You ain't lyin'! :celebrate:
I believe Skyrim will have a much greater replay value than Oblivion and previous TES games, for the following reasons:
- 280 perks, out of which you can select only 50-70
- Perks allow for greater specialization of non-magic using characters (for the first time personally I am interested in playing a pure warrior or pure stealth character)
- Radiant Story Quests
- Infinitely respawning dragons
- greater complexity in NPC relationships
- more potential for ambitious mods with Creation Kit
- possibly a more dynamic main quest, considering the backdrop of the civil war and the player's involvement with either the Rebel or Empire factions
Accordingly, I estimate 5 - 10 playthroughs of 400+ hours each, spread out over a period of several years.
This is a much greater replay value than my experience with Oblivion and Morrowind
He also said there were around 130 dungeons with 50% being small dungeons and some being 'epic' 1-2 hour dungeons. No word on what percent are 'epic' and what percentage are medium. If I speculate 50% will take 15 minutes each(this is a confirmed by Todd estimate), 40% will be medium sized and take 30 minutes each and 10% will be large and average 1.5 hours each that is 61.75 hours of dungeon crawling glory.
Add these numbers up and it's 96.75 hours and we haven't even dealt with random dragon encounters, guild side quests, non guild NPC quests, random exploration, using the various abilities in the game such as cooking, getting lost looking at the 3D objects in our inventory (some are said to contain clues to quests) and on and on.
If the hardest difficulty setting is anything remotely like playing Oblivion at around 75% on the slider with FCOM and Duke Patricks installed, then I expect to be dying frequently and even those smaller "15 minute" dungeons will take hours to complete. The bigger dungeons, much longer than 2 hours.

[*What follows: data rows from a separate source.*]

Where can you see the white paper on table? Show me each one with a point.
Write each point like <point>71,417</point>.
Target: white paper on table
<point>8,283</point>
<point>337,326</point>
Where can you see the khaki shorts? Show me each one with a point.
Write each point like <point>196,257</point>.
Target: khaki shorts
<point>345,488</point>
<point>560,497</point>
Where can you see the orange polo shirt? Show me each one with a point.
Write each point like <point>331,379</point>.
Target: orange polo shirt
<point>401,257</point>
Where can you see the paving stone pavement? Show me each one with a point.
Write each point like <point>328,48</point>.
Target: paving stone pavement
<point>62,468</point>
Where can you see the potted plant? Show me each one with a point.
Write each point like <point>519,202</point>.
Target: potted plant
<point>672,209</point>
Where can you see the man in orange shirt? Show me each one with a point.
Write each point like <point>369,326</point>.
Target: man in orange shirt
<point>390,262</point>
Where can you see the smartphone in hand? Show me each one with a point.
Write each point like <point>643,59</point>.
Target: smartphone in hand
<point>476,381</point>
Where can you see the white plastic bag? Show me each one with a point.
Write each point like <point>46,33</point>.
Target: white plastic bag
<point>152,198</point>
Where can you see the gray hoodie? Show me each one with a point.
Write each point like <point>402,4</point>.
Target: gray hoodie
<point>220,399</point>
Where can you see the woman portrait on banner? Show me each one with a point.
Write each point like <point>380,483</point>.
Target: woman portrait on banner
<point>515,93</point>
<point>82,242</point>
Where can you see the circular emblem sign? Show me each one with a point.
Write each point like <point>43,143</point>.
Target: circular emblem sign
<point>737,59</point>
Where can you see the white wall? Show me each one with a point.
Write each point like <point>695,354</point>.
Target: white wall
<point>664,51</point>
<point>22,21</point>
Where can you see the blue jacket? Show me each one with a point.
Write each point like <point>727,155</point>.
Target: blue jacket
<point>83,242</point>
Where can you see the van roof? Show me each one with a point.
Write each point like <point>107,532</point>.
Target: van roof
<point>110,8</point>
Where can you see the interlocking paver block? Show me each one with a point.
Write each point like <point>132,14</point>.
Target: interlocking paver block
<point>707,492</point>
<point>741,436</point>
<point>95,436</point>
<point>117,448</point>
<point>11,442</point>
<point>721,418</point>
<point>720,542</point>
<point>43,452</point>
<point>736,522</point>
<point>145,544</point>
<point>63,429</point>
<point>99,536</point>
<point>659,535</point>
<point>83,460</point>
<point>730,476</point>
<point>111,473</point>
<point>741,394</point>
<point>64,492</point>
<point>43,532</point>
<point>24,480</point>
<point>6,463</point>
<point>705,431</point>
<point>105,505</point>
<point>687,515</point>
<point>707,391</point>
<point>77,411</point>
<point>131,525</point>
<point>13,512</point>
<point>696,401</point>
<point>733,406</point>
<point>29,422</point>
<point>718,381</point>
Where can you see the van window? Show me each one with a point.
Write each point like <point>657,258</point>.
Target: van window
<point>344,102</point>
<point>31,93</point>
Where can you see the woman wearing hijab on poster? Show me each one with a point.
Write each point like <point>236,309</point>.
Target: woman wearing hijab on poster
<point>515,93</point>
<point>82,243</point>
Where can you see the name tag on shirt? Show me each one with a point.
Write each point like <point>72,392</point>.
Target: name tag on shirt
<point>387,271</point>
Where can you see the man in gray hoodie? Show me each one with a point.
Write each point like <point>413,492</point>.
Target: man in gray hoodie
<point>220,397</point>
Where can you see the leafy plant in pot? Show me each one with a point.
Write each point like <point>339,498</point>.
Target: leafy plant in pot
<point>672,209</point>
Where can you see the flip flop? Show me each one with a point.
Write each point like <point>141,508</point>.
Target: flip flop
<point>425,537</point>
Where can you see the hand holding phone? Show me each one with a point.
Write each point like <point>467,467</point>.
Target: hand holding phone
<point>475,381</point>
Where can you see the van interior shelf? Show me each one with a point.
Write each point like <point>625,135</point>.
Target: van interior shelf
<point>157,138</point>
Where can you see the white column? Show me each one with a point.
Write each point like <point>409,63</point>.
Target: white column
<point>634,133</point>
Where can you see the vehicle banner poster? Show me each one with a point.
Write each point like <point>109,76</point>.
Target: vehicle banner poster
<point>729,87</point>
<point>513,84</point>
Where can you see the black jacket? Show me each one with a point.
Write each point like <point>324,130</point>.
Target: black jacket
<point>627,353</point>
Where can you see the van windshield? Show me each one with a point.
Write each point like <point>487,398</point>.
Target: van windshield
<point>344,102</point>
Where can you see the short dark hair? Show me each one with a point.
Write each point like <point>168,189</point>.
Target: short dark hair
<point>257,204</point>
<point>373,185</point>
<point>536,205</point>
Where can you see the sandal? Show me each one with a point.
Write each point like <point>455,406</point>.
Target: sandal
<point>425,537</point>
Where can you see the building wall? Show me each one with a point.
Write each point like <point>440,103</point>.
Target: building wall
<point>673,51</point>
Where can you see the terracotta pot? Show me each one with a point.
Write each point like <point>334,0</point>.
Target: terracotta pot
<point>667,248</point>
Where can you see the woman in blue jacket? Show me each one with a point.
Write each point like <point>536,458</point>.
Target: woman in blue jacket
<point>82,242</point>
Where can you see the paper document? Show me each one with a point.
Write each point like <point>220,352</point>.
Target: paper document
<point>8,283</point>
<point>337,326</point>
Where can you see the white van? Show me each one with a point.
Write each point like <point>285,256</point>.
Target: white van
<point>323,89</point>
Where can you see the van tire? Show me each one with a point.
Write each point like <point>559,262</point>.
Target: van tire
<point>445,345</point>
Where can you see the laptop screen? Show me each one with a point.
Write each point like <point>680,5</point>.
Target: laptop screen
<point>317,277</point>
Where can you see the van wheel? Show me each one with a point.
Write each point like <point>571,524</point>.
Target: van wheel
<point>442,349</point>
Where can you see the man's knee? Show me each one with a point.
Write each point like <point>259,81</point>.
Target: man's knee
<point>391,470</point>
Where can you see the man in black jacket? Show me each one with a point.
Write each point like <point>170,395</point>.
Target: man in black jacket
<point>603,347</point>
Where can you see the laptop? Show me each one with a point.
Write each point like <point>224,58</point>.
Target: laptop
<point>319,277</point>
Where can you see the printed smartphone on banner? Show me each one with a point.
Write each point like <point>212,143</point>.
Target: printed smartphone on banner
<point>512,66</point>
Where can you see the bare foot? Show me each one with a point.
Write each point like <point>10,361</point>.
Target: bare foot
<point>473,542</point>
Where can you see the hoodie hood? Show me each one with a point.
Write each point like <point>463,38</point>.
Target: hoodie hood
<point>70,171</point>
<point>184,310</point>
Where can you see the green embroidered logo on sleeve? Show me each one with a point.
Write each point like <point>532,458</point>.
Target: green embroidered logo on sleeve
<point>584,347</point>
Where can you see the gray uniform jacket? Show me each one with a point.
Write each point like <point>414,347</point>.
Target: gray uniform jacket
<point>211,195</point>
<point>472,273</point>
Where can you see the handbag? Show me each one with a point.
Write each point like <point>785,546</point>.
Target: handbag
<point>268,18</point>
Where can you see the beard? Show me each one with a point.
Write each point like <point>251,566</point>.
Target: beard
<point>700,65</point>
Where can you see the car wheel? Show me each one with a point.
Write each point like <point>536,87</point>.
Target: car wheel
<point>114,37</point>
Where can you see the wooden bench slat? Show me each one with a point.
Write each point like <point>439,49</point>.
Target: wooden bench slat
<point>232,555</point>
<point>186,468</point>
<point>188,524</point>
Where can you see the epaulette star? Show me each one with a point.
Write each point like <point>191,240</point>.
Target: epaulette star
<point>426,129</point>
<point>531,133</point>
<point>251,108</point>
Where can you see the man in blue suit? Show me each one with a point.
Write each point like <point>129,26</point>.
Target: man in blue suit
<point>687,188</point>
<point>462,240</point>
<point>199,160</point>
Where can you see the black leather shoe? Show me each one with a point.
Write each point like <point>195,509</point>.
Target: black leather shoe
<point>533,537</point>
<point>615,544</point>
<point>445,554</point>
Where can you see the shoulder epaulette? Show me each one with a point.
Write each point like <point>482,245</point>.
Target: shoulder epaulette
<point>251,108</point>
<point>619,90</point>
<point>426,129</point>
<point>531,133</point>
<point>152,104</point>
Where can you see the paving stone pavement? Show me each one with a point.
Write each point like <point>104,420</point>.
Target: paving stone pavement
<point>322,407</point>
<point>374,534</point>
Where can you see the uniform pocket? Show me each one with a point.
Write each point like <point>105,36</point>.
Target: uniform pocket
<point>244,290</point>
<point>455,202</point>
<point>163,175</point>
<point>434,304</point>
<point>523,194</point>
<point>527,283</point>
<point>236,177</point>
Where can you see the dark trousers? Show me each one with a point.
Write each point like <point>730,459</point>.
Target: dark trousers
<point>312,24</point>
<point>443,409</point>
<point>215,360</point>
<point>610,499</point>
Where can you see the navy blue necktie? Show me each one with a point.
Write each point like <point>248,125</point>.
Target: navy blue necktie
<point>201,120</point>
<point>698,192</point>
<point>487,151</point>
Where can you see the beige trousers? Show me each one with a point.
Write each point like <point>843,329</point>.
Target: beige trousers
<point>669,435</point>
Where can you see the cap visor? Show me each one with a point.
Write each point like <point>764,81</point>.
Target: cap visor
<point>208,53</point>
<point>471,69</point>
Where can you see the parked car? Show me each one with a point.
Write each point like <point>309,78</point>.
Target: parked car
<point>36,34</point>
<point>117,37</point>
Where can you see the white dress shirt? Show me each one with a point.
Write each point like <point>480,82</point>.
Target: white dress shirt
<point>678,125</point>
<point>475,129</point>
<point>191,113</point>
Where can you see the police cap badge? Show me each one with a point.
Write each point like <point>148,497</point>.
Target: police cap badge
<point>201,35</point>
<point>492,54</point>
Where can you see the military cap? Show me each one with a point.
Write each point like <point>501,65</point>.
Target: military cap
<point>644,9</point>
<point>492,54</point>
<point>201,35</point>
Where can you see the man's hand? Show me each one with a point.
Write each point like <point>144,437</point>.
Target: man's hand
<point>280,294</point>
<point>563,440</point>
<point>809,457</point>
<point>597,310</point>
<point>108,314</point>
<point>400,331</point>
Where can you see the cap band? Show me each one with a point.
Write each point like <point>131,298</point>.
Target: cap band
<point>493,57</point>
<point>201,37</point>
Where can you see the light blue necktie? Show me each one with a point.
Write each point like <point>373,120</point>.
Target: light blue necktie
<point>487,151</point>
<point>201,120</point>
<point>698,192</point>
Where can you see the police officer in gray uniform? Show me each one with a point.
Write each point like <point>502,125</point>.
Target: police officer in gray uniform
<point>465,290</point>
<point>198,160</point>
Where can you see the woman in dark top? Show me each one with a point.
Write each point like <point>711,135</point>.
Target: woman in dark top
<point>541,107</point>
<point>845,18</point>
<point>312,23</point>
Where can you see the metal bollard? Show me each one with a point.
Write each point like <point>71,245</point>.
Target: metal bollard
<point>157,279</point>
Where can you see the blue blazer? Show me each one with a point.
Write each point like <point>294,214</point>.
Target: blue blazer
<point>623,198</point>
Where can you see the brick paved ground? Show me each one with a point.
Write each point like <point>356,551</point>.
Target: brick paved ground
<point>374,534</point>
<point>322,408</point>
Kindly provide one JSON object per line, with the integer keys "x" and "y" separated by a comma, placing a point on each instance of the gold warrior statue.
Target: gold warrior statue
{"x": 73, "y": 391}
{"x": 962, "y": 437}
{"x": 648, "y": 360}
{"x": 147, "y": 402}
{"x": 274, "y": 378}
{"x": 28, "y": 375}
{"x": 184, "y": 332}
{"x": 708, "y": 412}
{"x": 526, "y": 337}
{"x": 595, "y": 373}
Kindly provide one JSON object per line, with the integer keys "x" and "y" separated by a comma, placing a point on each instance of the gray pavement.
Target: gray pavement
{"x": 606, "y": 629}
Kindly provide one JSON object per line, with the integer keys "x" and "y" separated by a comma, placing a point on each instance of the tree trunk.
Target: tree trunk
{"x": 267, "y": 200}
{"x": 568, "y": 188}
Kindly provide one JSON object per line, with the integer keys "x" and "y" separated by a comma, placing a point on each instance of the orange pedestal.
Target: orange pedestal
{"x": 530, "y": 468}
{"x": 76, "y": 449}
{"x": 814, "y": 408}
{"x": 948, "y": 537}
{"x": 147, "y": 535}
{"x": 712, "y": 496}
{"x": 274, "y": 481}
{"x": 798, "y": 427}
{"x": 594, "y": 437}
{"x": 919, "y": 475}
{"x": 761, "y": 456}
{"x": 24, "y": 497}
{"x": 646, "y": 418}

With these mods installed, when I play Oblivion, I die at almost every combat encounter. You can one-shot enemies with your bow, but they can also one-shot you, so you have to approach enemy archers very carefully, hiding behind trees, rocks, etc. It's taken me hundreds of hours since December just to get up to level 7. Since it seems that Duke Patricks Combat Archery was the inspiration for the improved Archery in Skyrim, this looks promising.